Every place has it’s own style of rain. Here in Philadelphia, an evening thunderstorm is summer to me. When the electricity in the air makes my lungs ache, it stirs memories of camping on the living room floor with my sister, Maureen, in our childhood home. We’d roll out our Care Bear sleeping bags on the green shag rug, and scoot inside with our most frightened stuffed animal or doll. Storms were good, Mom would tell us, because they meant a change in the weather. Everything cooled off after a storm. If we didn’t have storms, it would never cool off.
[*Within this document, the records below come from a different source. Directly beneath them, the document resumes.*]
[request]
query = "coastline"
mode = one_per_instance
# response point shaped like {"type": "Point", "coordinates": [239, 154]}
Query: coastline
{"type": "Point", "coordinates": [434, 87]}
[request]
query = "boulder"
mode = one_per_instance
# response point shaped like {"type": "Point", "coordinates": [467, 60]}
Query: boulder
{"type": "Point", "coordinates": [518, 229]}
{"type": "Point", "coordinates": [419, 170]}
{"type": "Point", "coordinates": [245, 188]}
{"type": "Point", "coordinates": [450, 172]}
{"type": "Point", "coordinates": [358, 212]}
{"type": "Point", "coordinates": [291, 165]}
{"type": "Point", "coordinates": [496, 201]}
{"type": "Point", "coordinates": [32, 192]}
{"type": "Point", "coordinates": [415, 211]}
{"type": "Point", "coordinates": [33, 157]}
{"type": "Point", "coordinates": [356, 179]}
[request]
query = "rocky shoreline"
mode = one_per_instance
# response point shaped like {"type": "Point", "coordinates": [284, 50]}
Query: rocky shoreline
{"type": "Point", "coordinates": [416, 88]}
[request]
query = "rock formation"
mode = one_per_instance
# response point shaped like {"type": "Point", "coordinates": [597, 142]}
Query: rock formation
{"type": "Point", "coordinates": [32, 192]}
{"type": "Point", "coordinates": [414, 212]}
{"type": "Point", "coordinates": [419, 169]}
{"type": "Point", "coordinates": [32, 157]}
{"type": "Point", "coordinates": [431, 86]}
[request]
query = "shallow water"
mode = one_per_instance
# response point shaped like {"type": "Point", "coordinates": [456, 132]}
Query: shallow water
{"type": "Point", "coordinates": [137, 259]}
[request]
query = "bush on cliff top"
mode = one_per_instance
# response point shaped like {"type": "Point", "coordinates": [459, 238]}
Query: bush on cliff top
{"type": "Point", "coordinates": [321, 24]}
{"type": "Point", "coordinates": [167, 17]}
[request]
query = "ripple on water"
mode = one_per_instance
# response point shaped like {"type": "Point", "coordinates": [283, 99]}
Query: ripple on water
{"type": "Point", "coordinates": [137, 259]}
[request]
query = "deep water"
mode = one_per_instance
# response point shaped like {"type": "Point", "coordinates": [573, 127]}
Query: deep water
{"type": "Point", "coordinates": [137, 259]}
When I lived in Colorado, rain was precious as snow. The headwaters of the Colorado River were a few miles from my house. They needed filling. A humongous water pipe stuck out of the mountain and plunged down to a tunnel that lead to Denver, which has been in a drought for over a decade. Any one who wanted to build a house in the mountains had to find a well first. Water was precious, and storms seemed magical. I’ve never seen so many rainbows–doubles and triples. Lightning was a fearsome creature, to be avoided at all costs, like a mama moose with a calf.
When I first visited the Northwest last fall, I expected rain all day, every day. In some places, it did, and others, it didn’t. On Vancouver Island the air is rain, and it creeps into your bones at 45-55 degrees. It’s not warm, it’s not cold, just damp. Chilling. You wish the temperature would make up it’s mind already, because dressing for “coolish” wet weather means layers. A fleece? A rain jacket? Wear both. Switch them up. Bring an extra pair of wool socks. The best remedy for cold hands is to wrap them around a hot cup of coffee. It makes total sense that Seattle is the home of the coffee shop. Yet the absence of Starbucks on every corner feels very alien, especially since Starbucks is headquartered there. No one in Seattle drinks Starbucks. There’s no reason to. The original old independent shops that Seattle built their business model on have better beans, and they vary in character from place to place. No one puts another out of business.
Then there’s Costa Rica. The sun rises at 5:00am and sets at 5:30pm. It’s best to embark upon adventures as early as possible, because by 9am you feel like it’s high noon, and by 11am clouds begin forming and bumping into each other. Clouds over the mountains mean rain at the beach, and clouds over the beach bring rain to the valley. It’s best to be prepared for a deluge.
It’s LOUD. Don’t try to have a conversation until it is over (don’t worry, that will likely be in about 20 minutes). When the rain stops, the sound shifts from tapdances on tin roofs to the awakening of birds. Birds who spent the hotter hours of the day under the parasols of palm and ficus trees pop up to the top of the canopy. Giving their feathers a shake, they proclaim, “the rain is over!” and get busy chasing insects. The flycatchers are especially fun to watch as they dive from telephone wires, then swoop UP SIDEWAYS and DIVE in a millisecond. It’s one thing to see a gnat make the gesture, and another to see a predator 10,000 times gnat size follow its movements. A flock of green parakeets darts across the skyline, and you only know it’s parakeets because you hear their rusty old bicycle screeches just long enough to know that they’ve passed you. Now they’ve disappeared into the canopy. They mimic the leaves as they preen.
I think the perfect combination would be a Rocky Mountain rain storm followed by a Costa Rican post-rain chorus.